= Deutsche Zeitung in Norwegen =

Norwegian newspaper during World War II

Deutsche Zeitung in Norwegen (German Newspaper in Norway) was an Oslo-based daily newspaper published in Norway during the Second World War. It was published by the subsidiary Europa-Verlag of the Nazi-controlled Franz Eher Nachfolger, and had a circulation of about 40,000 copies. The paper served as a model for the Amsterdam-based Deutsche Zeitung in den Niederlanden.

An appreciable difference between Deutsche Zeitung in Norwegen and Deutsche Zeitung in den Niederlanden was their divergent readership; the former was predominantly read by German soldiers in Norway, whilst the latter chiefly had a civilian readership. A competing newspaper in Norway was the Wacht im Norden, that was distributed free of charge to soldiers. Towards the end of 1940, it was decided to establish an offshoot of the paper in Tromsø. Due to a lack of competent editors from Germany, the Tromsø paper was not established before February 1941. It was withal merged with Lappland-Kurier upon Finland's truce with the Soviet Union in September 1944.
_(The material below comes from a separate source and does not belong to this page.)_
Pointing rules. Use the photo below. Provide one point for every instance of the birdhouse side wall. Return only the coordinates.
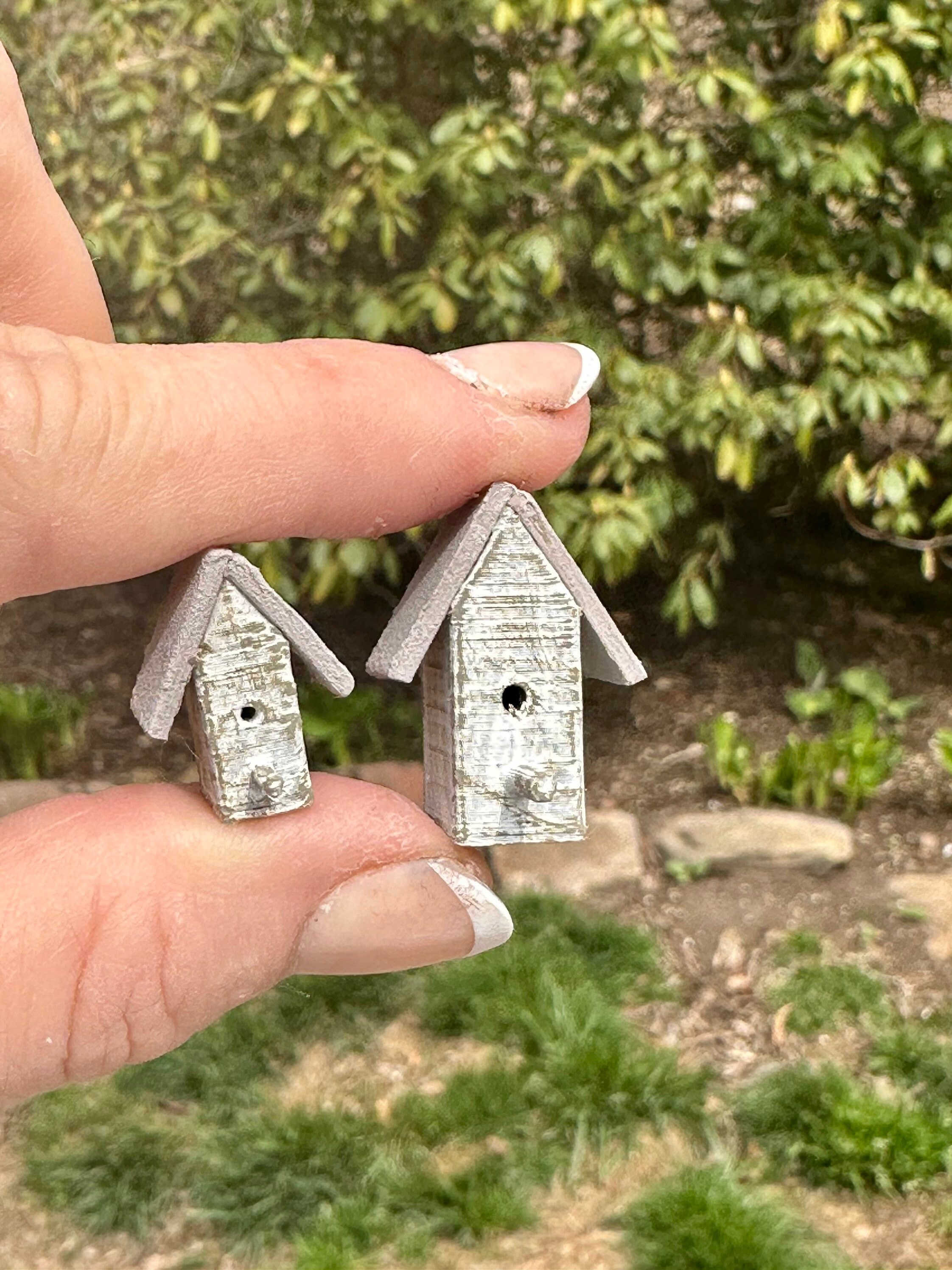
(438, 732)
(516, 671)
(245, 716)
According to publisher Max Amann, the editors of Deutsche Zeitung in Norwegen enjoyed more editorial freedom than the editors of newspapers in Nazi Germany. Oron Hale writes, however, that on a closer examination, the dissimilarities between the Norwegian paper and the German ones were small. Until June 1940, the Deutsche Zeitung in Norwegen was subject of military censorship by the German propaganda department in Norway. The newspaper and its offshoots were discontinued on the cease-fire in Europe on 8 May 1945.